Wydawało mi się, że temat odcięcia prawa do dywidendy jest już zamknięty. Zasada jest prosta, kurs akcji po przyznaniu prawa do dywidendy zostaje skorygowany o jej wartość. Jest to szczegółowo opisane
tutaj, a w skrócie
tutaj.
Zasada prosta i oczywista, ale z tego co widzę nadal budzi kontrowersje. Temat ten regularnie pojawia się w dyskusjach w okresie letnim kiedy większość polskich spółek przydziela dywidendę. Nie będę wnikał w zasadność tej reguły natomiast jestem zdania, że jeśli inwestujemy długoterminowo to odcięcię dywidendy nie ma znaczenia.
Przyjrzyjmy się bliżej zarzutom jakie się stawia temu rozwiązaniu. Brzmi on najczęście tak: skoro dzień po przyznaniu prawa do dywidendy kurs akcji spada zatem już tego dnia ponoszę stratę. Dywidenda tej straty nie rekompensuje ponieważ jest ona obciążona podatkiem 19%. W tym momencie wiele osób wnioskuje, że z powodu odcięcia nie warto inwestować w spółki dywidendowe.

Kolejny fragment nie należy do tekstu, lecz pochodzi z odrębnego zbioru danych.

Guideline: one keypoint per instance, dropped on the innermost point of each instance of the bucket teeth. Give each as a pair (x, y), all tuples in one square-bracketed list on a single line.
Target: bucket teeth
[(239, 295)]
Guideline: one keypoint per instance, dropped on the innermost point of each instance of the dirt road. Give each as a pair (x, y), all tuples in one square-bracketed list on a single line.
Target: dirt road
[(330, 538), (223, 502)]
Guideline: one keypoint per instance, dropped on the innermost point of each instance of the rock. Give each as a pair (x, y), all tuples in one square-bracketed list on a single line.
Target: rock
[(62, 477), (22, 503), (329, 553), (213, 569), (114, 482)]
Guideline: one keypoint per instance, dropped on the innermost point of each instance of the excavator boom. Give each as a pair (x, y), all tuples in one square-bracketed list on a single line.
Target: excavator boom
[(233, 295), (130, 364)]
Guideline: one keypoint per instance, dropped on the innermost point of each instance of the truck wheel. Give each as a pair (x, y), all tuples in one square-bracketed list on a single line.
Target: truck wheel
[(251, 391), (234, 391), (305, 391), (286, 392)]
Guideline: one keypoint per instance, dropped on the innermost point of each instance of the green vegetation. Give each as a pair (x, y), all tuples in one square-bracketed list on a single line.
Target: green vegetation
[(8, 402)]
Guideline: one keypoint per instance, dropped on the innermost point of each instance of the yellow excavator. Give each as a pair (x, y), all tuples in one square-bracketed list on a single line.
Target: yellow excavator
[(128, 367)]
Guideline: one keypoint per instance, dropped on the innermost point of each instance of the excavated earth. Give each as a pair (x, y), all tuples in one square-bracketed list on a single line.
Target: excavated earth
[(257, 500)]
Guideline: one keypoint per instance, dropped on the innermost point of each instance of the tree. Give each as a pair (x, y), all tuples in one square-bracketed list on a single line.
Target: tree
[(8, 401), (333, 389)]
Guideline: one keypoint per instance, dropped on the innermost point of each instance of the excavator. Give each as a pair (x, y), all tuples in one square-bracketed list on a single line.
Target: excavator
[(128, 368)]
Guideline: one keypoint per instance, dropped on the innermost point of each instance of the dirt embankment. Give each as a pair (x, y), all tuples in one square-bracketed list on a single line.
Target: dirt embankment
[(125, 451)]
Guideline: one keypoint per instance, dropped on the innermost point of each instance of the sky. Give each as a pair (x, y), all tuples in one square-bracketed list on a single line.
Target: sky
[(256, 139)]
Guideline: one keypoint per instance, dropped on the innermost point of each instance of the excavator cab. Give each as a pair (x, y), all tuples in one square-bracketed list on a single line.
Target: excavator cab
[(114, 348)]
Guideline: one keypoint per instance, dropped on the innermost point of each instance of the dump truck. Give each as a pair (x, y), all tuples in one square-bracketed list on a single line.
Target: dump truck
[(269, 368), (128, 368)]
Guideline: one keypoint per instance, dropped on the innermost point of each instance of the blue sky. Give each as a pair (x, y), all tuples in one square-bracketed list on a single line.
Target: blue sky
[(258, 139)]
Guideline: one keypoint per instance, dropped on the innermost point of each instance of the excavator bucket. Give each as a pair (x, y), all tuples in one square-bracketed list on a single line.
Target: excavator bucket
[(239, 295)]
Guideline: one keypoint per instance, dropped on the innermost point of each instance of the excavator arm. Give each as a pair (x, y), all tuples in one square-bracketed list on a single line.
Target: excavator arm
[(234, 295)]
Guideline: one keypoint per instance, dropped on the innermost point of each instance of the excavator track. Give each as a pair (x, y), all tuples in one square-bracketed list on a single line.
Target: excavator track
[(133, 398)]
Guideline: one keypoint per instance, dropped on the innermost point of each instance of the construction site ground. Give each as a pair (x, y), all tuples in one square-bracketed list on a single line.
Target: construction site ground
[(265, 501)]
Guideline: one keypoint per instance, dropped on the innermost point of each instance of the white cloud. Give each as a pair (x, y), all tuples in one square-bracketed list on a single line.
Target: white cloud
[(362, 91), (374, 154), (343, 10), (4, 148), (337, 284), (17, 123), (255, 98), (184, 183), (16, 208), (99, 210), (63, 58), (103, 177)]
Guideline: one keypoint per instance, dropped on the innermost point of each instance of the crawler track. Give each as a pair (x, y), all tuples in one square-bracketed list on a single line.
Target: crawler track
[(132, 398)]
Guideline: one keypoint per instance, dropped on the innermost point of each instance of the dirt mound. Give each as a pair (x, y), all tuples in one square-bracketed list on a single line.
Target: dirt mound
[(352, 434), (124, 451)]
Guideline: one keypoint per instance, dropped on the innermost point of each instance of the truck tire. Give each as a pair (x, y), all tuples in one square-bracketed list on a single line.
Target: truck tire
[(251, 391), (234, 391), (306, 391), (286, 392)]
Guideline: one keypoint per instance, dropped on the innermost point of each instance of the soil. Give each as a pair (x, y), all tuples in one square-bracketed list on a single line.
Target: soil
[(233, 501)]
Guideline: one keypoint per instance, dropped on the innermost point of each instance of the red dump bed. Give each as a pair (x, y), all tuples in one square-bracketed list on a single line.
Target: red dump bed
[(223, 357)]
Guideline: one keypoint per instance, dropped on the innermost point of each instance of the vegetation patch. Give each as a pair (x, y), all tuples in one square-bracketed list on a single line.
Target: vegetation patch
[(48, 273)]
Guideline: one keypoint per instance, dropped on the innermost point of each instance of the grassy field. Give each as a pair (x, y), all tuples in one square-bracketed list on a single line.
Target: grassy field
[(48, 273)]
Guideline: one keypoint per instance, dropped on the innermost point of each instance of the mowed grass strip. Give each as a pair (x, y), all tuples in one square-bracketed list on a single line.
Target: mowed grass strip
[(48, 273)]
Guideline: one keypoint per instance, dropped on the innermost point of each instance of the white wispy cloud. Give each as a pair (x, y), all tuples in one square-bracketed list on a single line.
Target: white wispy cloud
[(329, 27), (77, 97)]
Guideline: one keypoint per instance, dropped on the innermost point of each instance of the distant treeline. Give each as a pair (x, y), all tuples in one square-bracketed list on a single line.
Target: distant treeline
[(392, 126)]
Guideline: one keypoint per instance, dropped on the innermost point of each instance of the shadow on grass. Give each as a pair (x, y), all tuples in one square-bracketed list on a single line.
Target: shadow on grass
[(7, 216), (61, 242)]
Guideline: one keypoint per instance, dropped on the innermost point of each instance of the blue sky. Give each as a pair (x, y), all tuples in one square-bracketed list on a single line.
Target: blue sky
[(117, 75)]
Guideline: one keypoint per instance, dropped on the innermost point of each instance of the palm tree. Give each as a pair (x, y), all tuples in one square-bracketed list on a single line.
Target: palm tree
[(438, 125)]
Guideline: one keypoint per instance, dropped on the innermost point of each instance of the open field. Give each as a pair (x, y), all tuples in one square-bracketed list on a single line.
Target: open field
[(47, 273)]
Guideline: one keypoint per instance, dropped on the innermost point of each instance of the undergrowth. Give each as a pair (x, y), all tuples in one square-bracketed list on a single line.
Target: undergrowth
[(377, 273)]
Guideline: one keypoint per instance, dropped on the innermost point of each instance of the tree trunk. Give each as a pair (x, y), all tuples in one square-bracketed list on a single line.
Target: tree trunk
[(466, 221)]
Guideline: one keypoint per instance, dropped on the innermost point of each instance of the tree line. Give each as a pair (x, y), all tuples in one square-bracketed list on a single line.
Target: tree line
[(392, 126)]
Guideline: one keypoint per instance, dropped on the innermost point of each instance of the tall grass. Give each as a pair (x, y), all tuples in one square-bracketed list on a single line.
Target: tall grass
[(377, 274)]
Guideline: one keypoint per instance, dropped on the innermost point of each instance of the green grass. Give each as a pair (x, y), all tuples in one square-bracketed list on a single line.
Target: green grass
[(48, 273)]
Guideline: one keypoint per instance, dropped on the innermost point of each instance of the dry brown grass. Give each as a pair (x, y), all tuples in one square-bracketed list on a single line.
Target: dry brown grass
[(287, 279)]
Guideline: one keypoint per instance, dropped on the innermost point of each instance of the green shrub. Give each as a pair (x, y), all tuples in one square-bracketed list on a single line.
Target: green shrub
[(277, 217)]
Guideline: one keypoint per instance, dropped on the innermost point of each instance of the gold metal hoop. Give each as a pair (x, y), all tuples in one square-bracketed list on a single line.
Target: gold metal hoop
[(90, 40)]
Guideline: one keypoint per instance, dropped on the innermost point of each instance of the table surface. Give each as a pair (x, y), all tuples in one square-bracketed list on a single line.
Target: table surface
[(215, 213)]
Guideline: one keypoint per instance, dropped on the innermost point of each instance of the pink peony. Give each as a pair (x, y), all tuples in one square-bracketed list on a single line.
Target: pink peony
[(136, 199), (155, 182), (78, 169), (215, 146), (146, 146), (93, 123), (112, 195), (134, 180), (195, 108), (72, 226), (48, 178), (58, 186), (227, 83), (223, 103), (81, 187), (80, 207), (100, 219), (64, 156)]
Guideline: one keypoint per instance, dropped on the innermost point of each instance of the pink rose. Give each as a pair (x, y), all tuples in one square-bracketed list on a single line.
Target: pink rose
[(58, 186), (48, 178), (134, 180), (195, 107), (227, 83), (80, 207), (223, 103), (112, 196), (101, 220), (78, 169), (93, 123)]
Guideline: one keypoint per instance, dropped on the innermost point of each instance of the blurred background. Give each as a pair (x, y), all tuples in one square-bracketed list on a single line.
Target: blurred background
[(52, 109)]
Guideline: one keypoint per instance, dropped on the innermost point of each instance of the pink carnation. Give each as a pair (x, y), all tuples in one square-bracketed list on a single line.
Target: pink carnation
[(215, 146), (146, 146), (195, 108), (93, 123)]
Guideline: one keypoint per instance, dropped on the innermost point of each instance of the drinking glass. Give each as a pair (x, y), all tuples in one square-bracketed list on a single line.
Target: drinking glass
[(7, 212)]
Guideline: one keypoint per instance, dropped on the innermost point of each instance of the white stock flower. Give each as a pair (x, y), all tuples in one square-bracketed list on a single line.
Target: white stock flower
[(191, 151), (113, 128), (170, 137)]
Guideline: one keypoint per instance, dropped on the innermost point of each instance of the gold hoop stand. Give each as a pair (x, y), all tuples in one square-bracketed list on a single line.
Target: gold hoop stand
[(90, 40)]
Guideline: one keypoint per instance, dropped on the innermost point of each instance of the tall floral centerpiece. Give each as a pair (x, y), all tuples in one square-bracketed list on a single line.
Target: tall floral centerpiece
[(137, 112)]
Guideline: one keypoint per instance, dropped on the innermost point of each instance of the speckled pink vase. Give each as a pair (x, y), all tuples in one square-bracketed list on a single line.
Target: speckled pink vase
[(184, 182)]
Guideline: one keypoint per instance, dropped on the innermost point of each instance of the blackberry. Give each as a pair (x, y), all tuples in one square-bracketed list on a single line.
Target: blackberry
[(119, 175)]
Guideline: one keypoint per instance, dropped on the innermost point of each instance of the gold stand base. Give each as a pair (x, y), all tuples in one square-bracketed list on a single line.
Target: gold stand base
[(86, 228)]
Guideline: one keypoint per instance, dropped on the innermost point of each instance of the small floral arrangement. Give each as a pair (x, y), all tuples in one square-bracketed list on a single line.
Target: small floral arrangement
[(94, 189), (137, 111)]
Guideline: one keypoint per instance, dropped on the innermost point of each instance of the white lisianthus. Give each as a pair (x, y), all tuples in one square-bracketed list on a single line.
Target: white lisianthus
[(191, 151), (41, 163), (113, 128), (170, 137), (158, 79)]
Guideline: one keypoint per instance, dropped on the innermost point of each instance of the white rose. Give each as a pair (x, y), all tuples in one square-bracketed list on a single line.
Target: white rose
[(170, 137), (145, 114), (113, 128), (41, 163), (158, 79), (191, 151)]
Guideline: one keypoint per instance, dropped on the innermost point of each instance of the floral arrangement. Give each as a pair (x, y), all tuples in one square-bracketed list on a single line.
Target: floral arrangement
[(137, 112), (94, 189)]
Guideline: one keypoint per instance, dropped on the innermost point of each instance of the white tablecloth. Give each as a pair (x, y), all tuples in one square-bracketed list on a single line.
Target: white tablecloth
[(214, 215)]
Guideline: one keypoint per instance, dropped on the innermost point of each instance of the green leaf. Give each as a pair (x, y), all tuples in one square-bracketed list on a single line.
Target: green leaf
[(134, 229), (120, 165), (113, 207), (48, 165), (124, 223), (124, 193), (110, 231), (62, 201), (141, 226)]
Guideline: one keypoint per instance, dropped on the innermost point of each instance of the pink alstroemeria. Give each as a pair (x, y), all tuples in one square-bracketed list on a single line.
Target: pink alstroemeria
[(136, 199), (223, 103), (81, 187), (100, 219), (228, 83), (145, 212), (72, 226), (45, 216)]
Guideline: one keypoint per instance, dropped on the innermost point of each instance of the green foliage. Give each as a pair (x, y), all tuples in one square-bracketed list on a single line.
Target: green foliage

Jeśli myślisz w ten sposób to najprawdopodobniej mylisz inwestowanie z tradingiem lub spekulacją. Pozwól, że zgadnę co chciałeś zrobić. Twój plan polegał na tym, aby kupić w dniu przyznania dywidendy, sprzedać następnego dnia (najlepiej po tej samej cenie) i jeszcze otrzymać dywidendę. Jeśli tak to rzeczywiście masz sporą szansę na zanotowanie straty. Trzeba też przynać, że ten plan jest dość naiwny. Załóżmy, że GPW automatycznie nie odcina dywidendy. Dlaczego zakładasz, że nastepnego dnia uczestnicy rynku odkupią od Ciebie akcje po tej samej cenie? Przecież następnego dnia akcje nie posiadają już prawa do dywidendy, zatem co w tym dziwnego jeśli wycenią je niżej? Nie rozumiem też dlaczego automatycznie odcięcie dywidendy przez GPW to taki problem. GPW jedynie zmienia kurs odniesienia, a nie kontroluje zleceń. Jeśli ta reguła nie ma sensu to dlaczego kurs rzadko wraca następnego dnia do wartości z dnia poprzedniego? Może dlatego, że rynek inaczej wycenia akcje sprzed i po dniu dywidendy?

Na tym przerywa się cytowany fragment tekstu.